21 January 1999 (Nature Vol 397, page 188)

[NEW DELHI] Undeterred by criticism from environmental groups, the Indian government announced last week that it will encourage the use of genetically modified seeds in agriculture, and also give high priority to transgenic crop research because of the "urgency to enhance food production and develop crops with desired traits."

But government officials assured the critics that the 1998 revised recombinant DNA safety guidelines and biosafety protocols would be fully observed during research stage and field trials and before marketing of modified seeds.

The announcement came in the form a statement from heads of agricultural research, the Department of Biotechnology (DBT) and regulatory committees who held a press conference in New Delhi in the wake of mounting protests against the controversial trials of Bt cotton by Monsanto in 40 locations in nine states of India.
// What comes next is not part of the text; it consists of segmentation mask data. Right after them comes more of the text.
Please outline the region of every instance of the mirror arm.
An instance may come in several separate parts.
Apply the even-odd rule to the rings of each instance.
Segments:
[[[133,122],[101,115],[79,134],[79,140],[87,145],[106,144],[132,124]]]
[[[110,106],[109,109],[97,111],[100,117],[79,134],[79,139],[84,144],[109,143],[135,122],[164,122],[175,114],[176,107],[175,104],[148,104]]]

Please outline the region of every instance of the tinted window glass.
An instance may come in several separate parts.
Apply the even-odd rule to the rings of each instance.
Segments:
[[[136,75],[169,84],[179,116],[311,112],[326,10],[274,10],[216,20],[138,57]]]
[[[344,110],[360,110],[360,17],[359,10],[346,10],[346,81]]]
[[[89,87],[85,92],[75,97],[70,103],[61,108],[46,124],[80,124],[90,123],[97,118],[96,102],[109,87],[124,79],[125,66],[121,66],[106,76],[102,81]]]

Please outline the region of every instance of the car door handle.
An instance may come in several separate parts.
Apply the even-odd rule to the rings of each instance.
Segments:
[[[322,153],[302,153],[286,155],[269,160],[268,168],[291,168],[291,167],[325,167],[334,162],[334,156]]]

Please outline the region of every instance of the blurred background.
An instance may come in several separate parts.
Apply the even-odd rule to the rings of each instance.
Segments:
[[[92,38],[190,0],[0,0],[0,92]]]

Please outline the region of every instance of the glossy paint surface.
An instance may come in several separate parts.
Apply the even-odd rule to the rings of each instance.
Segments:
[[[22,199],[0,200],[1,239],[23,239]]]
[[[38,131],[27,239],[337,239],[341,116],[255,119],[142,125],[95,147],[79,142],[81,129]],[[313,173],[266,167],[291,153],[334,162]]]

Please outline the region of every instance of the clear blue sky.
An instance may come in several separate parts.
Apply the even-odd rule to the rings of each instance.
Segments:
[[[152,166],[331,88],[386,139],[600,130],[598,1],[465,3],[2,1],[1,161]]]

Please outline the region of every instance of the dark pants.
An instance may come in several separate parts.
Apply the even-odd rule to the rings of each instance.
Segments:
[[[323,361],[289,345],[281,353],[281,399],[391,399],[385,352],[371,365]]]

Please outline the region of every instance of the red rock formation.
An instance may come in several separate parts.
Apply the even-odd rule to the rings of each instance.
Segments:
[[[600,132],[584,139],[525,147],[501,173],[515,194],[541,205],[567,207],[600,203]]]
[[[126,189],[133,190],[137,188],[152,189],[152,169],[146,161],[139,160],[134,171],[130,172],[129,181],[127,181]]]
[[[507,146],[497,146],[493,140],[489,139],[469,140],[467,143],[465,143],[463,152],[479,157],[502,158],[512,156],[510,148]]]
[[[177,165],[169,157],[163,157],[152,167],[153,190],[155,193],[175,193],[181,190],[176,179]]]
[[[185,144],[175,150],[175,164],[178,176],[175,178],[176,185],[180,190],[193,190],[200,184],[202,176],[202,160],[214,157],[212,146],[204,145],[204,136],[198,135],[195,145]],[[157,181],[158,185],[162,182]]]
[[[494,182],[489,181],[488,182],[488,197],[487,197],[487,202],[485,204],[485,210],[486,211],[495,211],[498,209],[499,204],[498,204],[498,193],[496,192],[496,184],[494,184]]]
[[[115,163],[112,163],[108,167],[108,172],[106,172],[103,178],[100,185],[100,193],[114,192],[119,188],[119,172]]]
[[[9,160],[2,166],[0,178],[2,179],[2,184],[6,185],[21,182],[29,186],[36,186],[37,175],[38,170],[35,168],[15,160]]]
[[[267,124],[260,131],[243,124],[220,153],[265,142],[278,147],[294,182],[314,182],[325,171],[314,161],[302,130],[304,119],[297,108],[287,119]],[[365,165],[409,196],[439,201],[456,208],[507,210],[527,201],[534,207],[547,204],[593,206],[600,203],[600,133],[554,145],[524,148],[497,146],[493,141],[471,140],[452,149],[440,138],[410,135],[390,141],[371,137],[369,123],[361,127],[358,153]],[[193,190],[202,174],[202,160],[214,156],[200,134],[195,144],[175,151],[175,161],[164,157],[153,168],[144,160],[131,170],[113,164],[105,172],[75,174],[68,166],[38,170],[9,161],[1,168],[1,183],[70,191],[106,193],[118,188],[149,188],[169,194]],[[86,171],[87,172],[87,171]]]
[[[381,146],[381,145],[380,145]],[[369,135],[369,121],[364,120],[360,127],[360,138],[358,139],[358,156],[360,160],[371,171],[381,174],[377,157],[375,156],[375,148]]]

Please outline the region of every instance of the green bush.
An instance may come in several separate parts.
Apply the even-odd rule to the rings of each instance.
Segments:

Angry farmers in Karnataka state burned down the experimental fields a few weeks ago, while the government of Andhra Pradesh stopped the trials. Early this month the Research Foundation for Science, Technology and Ecology (RFSTE), a non-governmental organization in Delhi, slapped a law suit on DBT in Delhi high court for authorizing the trial by-passing the ministry of environment.
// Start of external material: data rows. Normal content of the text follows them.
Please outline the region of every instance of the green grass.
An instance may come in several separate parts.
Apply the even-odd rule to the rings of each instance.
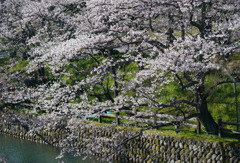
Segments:
[[[113,123],[116,121],[116,118],[111,118],[111,117],[101,117],[102,123]]]
[[[106,124],[106,123],[97,123],[97,122],[93,122],[93,123],[98,126],[120,127],[123,130],[140,131],[141,129],[139,127],[132,127],[132,126],[115,126],[115,125]],[[222,138],[216,135],[209,135],[203,130],[201,134],[197,134],[196,129],[181,127],[181,126],[180,126],[180,132],[178,134],[175,132],[174,126],[161,127],[159,129],[146,130],[144,132],[161,134],[163,136],[172,136],[177,139],[194,139],[198,141],[216,142],[220,144],[240,145],[239,134],[228,133],[228,132],[224,132],[222,134]]]
[[[28,65],[29,61],[27,60],[20,60],[17,62],[17,64],[13,67],[12,71],[26,71],[26,66]]]
[[[195,29],[193,30],[193,32],[197,32]],[[154,33],[150,33],[151,35],[154,36]],[[180,34],[180,33],[177,33]],[[13,72],[16,71],[25,71],[26,70],[26,66],[28,65],[28,61],[26,60],[21,60],[20,58],[15,58],[16,60],[16,64],[13,67]],[[101,61],[102,59],[99,58],[99,61]],[[234,61],[234,65],[237,66],[239,65],[239,56],[236,55],[233,57],[232,61]],[[235,63],[236,62],[236,63]],[[9,58],[7,57],[3,57],[0,58],[0,66],[6,66],[9,64]],[[76,69],[73,66],[66,66],[66,70],[67,72],[69,72],[70,74],[72,74],[72,76],[62,76],[63,81],[66,81],[66,83],[68,85],[72,85],[74,84],[74,80],[81,80],[83,77],[81,75],[78,74],[78,71],[80,70],[84,70],[84,73],[87,74],[89,72],[89,70],[91,70],[94,66],[96,66],[95,61],[92,59],[89,60],[81,60],[79,62],[74,62],[73,64],[76,65]],[[234,67],[234,66],[233,66]],[[126,65],[126,72],[131,72],[133,74],[131,75],[127,75],[126,78],[128,78],[129,80],[134,78],[134,72],[136,72],[138,69],[137,63],[129,63],[128,65]],[[46,69],[46,71],[48,72],[48,70]],[[121,71],[123,71],[121,69]],[[218,79],[219,79],[219,74],[215,73],[215,74],[210,74],[209,77],[207,77],[206,79],[206,86],[207,87],[211,87]],[[221,79],[221,78],[220,78]],[[104,84],[107,81],[104,81]],[[113,79],[111,78],[108,81],[110,84],[109,86],[113,85]],[[15,83],[14,80],[10,81],[10,83]],[[95,86],[94,87],[95,91],[97,93],[101,93],[102,89]],[[238,106],[240,106],[240,84],[237,84],[237,92],[238,92]],[[169,84],[167,87],[165,87],[165,89],[162,92],[163,94],[161,94],[161,97],[164,96],[163,98],[159,98],[159,100],[161,102],[167,103],[168,101],[171,101],[171,98],[175,98],[175,99],[181,99],[182,97],[187,97],[190,96],[192,97],[193,95],[189,92],[183,91],[181,90],[181,88],[179,87],[179,85],[177,83],[171,83]],[[130,92],[129,96],[134,96],[134,92]],[[103,99],[105,100],[105,99]],[[80,102],[81,99],[80,98],[76,98],[75,101],[73,100],[73,102]],[[219,116],[222,117],[223,121],[226,122],[235,122],[235,106],[234,106],[234,94],[233,94],[233,84],[224,84],[222,86],[217,87],[215,90],[213,90],[208,98],[208,103],[209,103],[209,110],[212,113],[213,117],[215,120],[217,120],[217,118]],[[182,107],[185,107],[184,105]],[[151,108],[147,108],[147,107],[141,107],[139,108],[139,111],[146,111],[146,110],[150,110]],[[168,108],[169,109],[169,108]],[[115,114],[115,113],[112,113]],[[125,113],[120,113],[121,116],[127,116],[127,114]],[[240,114],[239,114],[240,116]],[[240,117],[239,117],[240,119]],[[94,118],[92,119],[93,121],[97,122],[98,119]],[[115,122],[116,119],[115,118],[108,118],[108,117],[103,117],[102,118],[102,122],[103,125],[106,124],[112,124],[113,122]],[[196,124],[196,122],[193,121],[188,121],[188,123],[191,124]],[[132,129],[137,129],[134,128],[135,123],[133,121],[129,121],[129,120],[121,120],[121,124],[125,124],[127,126],[129,126]],[[146,126],[143,123],[139,123],[139,126]],[[235,126],[224,126],[224,128],[229,128],[229,129],[236,129]],[[176,134],[174,131],[174,127],[163,127],[160,128],[158,130],[150,130],[147,132],[160,132],[162,135],[171,135],[171,136],[175,136],[175,137],[179,137],[179,138],[186,138],[186,139],[197,139],[197,140],[206,140],[206,141],[217,141],[217,142],[234,142],[234,143],[239,143],[240,142],[240,137],[239,135],[236,134],[231,134],[231,133],[223,133],[223,137],[224,138],[219,138],[217,136],[212,136],[212,135],[208,135],[205,132],[203,132],[200,135],[196,134],[195,129],[193,128],[186,128],[186,127],[180,127],[180,133]]]
[[[217,143],[224,143],[224,144],[237,143],[240,145],[239,134],[228,133],[228,132],[224,132],[222,135],[223,136],[222,138],[216,135],[209,135],[203,130],[201,131],[202,132],[201,134],[197,134],[196,129],[187,128],[187,127],[180,127],[180,132],[178,134],[174,131],[173,126],[162,127],[158,129],[157,132],[160,132],[162,135],[170,135],[176,138],[195,139],[199,141],[217,142]]]
[[[92,120],[93,122],[98,122],[98,118],[88,118],[88,119]],[[103,124],[112,124],[113,122],[116,122],[116,118],[101,117],[101,121]]]
[[[108,118],[104,117],[102,118],[102,123],[97,123],[97,119],[94,120],[94,124],[97,125],[112,125],[112,122],[116,121],[115,118]],[[189,121],[190,122],[190,121]],[[196,122],[191,121],[192,124],[196,124]],[[134,130],[134,131],[140,131],[140,127],[147,127],[146,124],[139,123],[139,127],[134,127],[135,123],[133,121],[129,120],[121,120],[121,125],[125,124],[125,126],[120,126],[123,129],[128,130]],[[126,126],[127,125],[127,126]],[[116,126],[115,126],[116,127]],[[161,127],[159,129],[152,129],[152,130],[146,130],[147,133],[159,133],[163,136],[173,136],[179,139],[194,139],[198,141],[207,141],[207,142],[217,142],[221,144],[239,144],[240,145],[240,135],[229,133],[229,132],[223,132],[222,138],[216,135],[209,135],[204,131],[204,128],[202,127],[201,134],[197,134],[195,128],[188,128],[184,126],[180,126],[180,132],[177,134],[175,132],[174,126],[167,126],[167,127]]]

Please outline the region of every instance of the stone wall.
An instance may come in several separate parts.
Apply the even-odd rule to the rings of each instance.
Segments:
[[[22,139],[27,139],[34,142],[46,143],[38,135],[30,134],[24,128],[16,125],[0,124],[0,132]],[[135,131],[115,126],[92,125],[91,127],[81,126],[78,129],[78,140],[72,142],[70,145],[78,146],[80,151],[88,148],[88,143],[93,143],[96,138],[112,138],[114,133],[121,132],[121,135],[134,134]],[[67,131],[62,127],[57,129],[45,131],[41,130],[44,139],[53,146],[58,147],[58,142],[67,136]],[[122,138],[119,138],[119,140]],[[196,141],[188,139],[177,139],[172,136],[162,136],[159,133],[146,133],[137,139],[134,139],[124,145],[127,149],[127,155],[122,156],[122,152],[118,151],[114,155],[114,159],[120,162],[240,162],[240,146],[212,143],[206,141]],[[104,151],[99,151],[101,154],[106,152],[106,149],[113,151],[113,147],[106,145]],[[101,157],[101,154],[97,155]]]

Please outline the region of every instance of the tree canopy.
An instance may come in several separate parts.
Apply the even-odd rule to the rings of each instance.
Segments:
[[[174,109],[217,134],[207,98],[239,81],[229,61],[239,56],[239,11],[239,0],[2,1],[0,48],[21,52],[27,67],[2,71],[1,101],[51,119]]]

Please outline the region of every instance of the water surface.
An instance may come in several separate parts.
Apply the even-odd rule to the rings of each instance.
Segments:
[[[55,158],[59,153],[59,149],[49,145],[0,134],[0,158],[9,163],[58,163],[61,161]],[[63,160],[65,163],[103,163],[90,158],[83,161],[82,157],[75,158],[69,154]]]

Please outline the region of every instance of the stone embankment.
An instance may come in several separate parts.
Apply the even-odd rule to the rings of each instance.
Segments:
[[[71,143],[72,146],[77,146],[80,151],[88,148],[89,143],[99,140],[99,138],[111,139],[116,132],[121,132],[121,135],[133,134],[135,131],[124,127],[91,125],[91,127],[81,126],[78,129],[78,140]],[[61,139],[68,135],[68,131],[64,127],[55,128],[46,131],[42,128],[41,133],[45,139],[36,134],[26,132],[21,126],[12,125],[10,123],[0,124],[0,133],[11,136],[27,139],[29,141],[46,143],[49,142],[53,146],[58,147]],[[136,132],[135,132],[136,133]],[[120,140],[121,138],[119,138]],[[179,139],[172,136],[162,136],[160,133],[146,133],[137,139],[134,139],[124,145],[127,150],[126,155],[122,155],[118,151],[114,155],[114,159],[120,162],[146,162],[146,163],[239,163],[240,162],[240,146],[212,143],[206,141],[196,141],[188,139]],[[104,151],[99,153],[104,154],[106,149],[113,151],[113,147],[106,145]],[[101,157],[101,154],[98,155]]]

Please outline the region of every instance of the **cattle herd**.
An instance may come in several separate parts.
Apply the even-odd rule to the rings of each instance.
At the press conference, however, the officials justified the Monsanto trials by saying that these could lead to saving of pesticides worth $375 million annually, and accused critics of misleading the environmental groups.

"With 60 million acres of transgenic plants under cultivation worldwide, India cannot lag behind others in this technology," said Manju Sharma secretary of DBT. She said that DBT is actively funding transgenic research in tobacco, rice, wheat and potato and has also given permission to three more private companies for field trial of mustard, tomato and cauliflower. The $100 million World Bank supported national agricultural technology project would be used to mount major research in transgenic crops, according to the officials.
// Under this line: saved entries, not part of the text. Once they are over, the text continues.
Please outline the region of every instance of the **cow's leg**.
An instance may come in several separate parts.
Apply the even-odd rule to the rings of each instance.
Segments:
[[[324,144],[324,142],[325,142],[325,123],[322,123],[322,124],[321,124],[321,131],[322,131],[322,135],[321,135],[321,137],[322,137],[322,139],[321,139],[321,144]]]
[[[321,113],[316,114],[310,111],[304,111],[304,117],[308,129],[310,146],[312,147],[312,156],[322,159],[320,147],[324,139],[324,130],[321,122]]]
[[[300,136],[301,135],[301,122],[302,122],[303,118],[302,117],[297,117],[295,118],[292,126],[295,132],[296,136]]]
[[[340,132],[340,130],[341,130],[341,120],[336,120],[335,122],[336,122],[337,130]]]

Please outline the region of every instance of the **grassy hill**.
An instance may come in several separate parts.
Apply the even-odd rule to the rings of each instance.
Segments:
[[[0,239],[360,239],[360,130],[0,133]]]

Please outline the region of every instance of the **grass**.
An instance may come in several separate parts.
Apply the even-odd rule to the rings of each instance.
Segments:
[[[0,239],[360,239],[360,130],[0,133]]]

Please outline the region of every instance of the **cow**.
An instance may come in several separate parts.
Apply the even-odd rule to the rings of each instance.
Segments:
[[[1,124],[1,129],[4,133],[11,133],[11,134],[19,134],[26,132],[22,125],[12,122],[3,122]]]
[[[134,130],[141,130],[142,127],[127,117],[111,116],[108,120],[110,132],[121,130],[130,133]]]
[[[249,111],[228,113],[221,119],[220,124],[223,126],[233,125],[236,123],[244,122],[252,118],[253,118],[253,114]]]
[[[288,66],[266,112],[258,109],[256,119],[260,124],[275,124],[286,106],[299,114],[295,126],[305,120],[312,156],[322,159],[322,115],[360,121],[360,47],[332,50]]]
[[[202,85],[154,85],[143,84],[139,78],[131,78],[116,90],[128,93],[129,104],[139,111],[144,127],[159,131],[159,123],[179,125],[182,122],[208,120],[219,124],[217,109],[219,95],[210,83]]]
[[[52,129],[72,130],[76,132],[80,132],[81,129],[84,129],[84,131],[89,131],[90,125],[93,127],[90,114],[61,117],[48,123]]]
According to Asis Datta, chairman of the DBT committee which approved the Monsanto trials, the Bt cotton was first tried in a plot of 25 square metres and then in five plots of 200 square metres each before allowing it to be grown on one-acre fields in 40 different locations nation-wide.

Vandana Shiva, president of RFSTE says the trials were illegal because the planting started in June 1998 ahead of official permission which was given in July, and were not cleared by the Genetic Engineering Approval Committee under the ministry of environment, which has the final say in this matter.